Diana Mirea, gives a first-person account of her life as a Romanian immigrant living in Sicily, and fighting to survive against many different kinds of prejudice and discrimination.

I came to Italy in 1997 as a handball coach for La Polisport Siracusa Seria A1 (  a top league for women’s handball ), I ended up playing also, even though I was a bit old , but to make sure they payed me , I had to play all the games because we needed players.

Diana Mirea

When I left this field , I was so shocked  when I decided to stay and live in Siracusa, Sicily.  I could not find   find a job to satisfy  my university title.   I have a degree in economy and society managing.  People kept  offering me jobs as a house maid job  and  a cleaner ,  but  nothing else was offered .  They would   only look at my citizenship  not at my CV.  Once they would they meet me in person, then they would just want to go to bed with me.  I am tall and blond and even though I am 51 years old, men here are only interested in getting in my bed or taking me in theirs.

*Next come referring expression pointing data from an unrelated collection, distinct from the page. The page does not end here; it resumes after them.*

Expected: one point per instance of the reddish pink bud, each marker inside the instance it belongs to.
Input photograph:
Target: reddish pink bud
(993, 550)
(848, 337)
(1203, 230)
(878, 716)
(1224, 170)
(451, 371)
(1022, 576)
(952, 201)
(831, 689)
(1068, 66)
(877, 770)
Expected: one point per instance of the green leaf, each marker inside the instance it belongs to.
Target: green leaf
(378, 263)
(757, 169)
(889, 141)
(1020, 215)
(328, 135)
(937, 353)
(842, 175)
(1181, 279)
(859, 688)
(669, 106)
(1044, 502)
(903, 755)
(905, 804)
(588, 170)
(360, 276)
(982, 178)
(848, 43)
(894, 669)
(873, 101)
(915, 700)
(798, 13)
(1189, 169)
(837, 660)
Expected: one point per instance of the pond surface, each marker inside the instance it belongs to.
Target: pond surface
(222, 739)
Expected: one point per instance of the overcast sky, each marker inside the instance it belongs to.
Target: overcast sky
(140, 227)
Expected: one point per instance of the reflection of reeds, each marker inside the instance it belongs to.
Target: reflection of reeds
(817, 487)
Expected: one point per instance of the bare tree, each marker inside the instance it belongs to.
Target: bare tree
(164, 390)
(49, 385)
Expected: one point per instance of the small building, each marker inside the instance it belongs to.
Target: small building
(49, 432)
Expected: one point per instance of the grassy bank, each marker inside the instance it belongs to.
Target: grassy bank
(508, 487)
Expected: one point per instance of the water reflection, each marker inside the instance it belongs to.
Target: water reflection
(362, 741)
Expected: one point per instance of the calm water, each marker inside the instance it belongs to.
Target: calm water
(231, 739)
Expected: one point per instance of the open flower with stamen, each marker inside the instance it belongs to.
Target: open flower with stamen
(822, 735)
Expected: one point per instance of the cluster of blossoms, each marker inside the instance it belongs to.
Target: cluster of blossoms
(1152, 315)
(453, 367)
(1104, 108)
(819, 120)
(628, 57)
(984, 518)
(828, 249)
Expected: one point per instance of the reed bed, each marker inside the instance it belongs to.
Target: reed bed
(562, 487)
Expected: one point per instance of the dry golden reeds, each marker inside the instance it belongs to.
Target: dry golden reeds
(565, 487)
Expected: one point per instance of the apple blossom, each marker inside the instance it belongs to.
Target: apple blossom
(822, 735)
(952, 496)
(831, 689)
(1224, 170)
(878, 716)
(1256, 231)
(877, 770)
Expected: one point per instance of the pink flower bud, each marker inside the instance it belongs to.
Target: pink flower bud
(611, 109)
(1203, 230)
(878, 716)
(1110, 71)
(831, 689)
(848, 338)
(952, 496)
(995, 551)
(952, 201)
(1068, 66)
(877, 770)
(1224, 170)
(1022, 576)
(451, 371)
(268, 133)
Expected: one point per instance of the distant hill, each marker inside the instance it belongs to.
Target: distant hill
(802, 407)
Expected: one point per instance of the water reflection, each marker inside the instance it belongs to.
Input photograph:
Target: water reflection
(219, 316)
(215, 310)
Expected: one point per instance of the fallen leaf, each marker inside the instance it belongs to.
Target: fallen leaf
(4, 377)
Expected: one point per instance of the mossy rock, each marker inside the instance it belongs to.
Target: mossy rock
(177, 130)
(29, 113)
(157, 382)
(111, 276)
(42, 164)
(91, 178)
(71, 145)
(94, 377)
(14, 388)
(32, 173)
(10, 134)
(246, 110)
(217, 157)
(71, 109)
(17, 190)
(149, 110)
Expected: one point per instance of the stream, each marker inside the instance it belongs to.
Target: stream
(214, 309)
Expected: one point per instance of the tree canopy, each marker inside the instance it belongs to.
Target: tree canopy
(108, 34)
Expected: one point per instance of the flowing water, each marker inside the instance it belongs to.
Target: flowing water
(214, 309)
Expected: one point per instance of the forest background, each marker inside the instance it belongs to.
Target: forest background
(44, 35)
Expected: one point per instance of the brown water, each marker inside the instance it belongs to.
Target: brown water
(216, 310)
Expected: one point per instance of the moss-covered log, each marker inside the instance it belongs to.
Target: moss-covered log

Sometimes I want to scream.   I want to say to every body :  please read my CV! I want a job ! I don’t want to be the “baby” of  the man in charge. . .

I have suffered enough here, for sure.    I love siracusa , I love sicily , and  I have many good friends , but as an immigrant I suffer, as a single women I suffer. As a Romanian I am not appreciated . My son Robert came here with me to Sicily and went to Italian school.  He  went back to Bucarest to work after earning  his diploma here.  Now, back at home in Romania where life is easier for him.  He goes to university and has a job, he is enjoying his life , he is doing well, and that  make me feel better.

I can go back home to and have a great life. . . but that would mean , that I failed, that  I failed in making my way , in affirming my stay here. . .  so I accept the challenge and I will stay to fight for the next generation of good Romanians . . . I know very well that there are Romanians doing bad things here, but this does not mean that we area all the same! And it doesn’t mean that we don’t deserve to live in peace and with dignity. . .

I have noticed that people don’t want to give a chance to others only for one reason…  they want to dominate us . . . to keep people like us  under their wing … and  all of this reminds me of  the regime that we had in Romania .

When I ran away from the life I had and from my husband, I knew what I wanted, but I feel left all on my own by those who call themselves “ethical,” who think they do things to help other people.  But , you know what?  I am a winner, because I will never accept a compromise.

I want to try to restart my life, investing all my knowledge and experience do great things.  I want to really be able to feel at home. . . not a house, but to feel wanted.  I also want to help people who are in need.   I know very well that I can help people where I am here in Sicily .  But I need a chance.  Only a chance.